Joining Xinxo in TOCA are Ceschi Ramos (the band’s musical mastermind), David Ramos (drummer, vocalist), Tommy Valencia (vocalist, multi-instrumentalist), Danny Levin (horns) and Max Heath (piano). “The niche of the band is that we constantly switch up genres and styles from song to song,” Valencia explains. “We kind of just do what we want. It’s an anything goes type of mentality.”
You only need one listen to any of TOCA to understand what Valencia is talking about. Lead single “Liar” boasts hypnotic synth riffs, sadistic lyrics, soothing singing and a lush wall of sound. “It’s the fusion of the hip-hop mentality over an 80s synth-pop beat,” Xinxo reveals. “We’re taking the flow of dance to tell a story rhythmically. It’s the tale of a girl that is playing her guy and is caught, with the boastfulness of a hip-hop artist.”
The group continues its magical musical tour on “Joyfool Misery,” a psychedelic exploration of how society looks at its citizens. The music bounds from playful organs and comforting vocals to rugged guitars and angst-filled vocals. The song’s music and lyrics mirror people’s many sides, especially the ones we sometimes are unwilling to acknowledge. “Within the happiness that everyone pretends to have, we’re all really sad,” Xinxo says. “So, the song starts off like, ‘Wow, everything’s great,’ but then it goes into a thrash metal section.”

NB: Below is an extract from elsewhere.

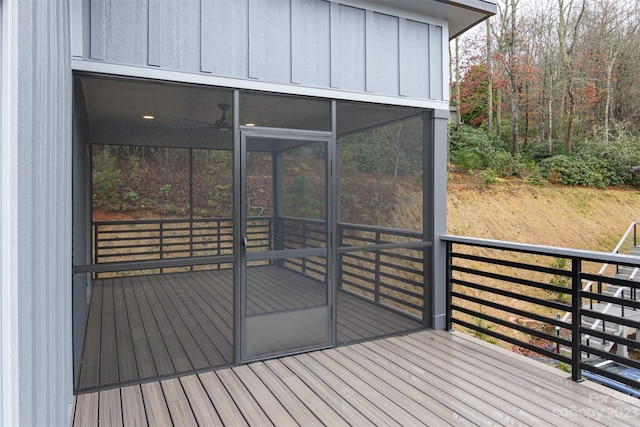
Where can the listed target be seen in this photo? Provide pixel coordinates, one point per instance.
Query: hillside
(572, 217)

A similarly remarkable lyrical and musical transition takes places on “Nice Try.” A vibrant jazz-based musical and vocal intro leads into a roots reggae passage that was inspired by a potentially volatile situation Xinxo experienced while traveling.
“It was all based on a joke,” Xinxo explains. “I was on the East Coast for the first time and this random dude picked a fight with me. But, we couldn’t get the fight started because we couldn’t understand what each other was saying enough to fight. I couldn’t tell if he was disrespecting me or trying to converse. At the end of it, we both just smiled and walked away. As I was walking away, I screamed to him, ‘You can’t bring me down, no matter what you do.’ I kept singing it over and over. I thought it would make a good song, so I wrote it down.”
A specific style of rap inspired “Hearts And Gold,” which features guest vocalists Busdriver, Pigeon John and Ellay Khule. “The brothers Ceschi and David wanted to pay homage to the LA underground chopping rap style,” Xinxo says. “That’s where they came from and it gave me the opportunity to sit down with them and see what they wanted to do with it. The chopping style came from scat jazz and so we incorporated it in our way into ‘Hearts And Gold.’”
The group’s eclectic sound and styles is a result of the sum of its group member’s diverse backgrounds. Xinxo earned his stripes as a member of the highly regarded Goodlife/ProjectBlow’d LA rap scene, while the Ramos brothers, who formed the independent rock outfit Anonymous Inc., are Connecticut-raised sons of professor parents from prestigious universities.
LA and Bay Area rap vet Valencia is a musical vagabond and Levin works with indie rock stalwarts Rilo Kiley, Built to Spill and Jenny Watson. Max, TOCA’s youngest member at 21, is proficient at jazz, rock and reggae, among other styles. The crew lived together and recorded in Xinxo’s home, resulting in TOCA, as well as a tight musical bond.
“TOCA is us writing together,” says Ceschi, “coming up with ideas together, living together and spending so much time together that we’ve become family.”
Now, with the revolutionary TOCA ready for release, the group hopes to help bring the focus of the music industry back to artistic creativity and expression.
“Like many artists in our own little kingdom, we all think we’re going to change music,” Xinxo says. “It’s our way of raising the bar on both sides of what is out there in rock and hip-hop. There was an era there when it was all about the talent. We want to push things in a direction where talent actually has a chance to change the bar.”
And TOCA is a quantum leap in that direction.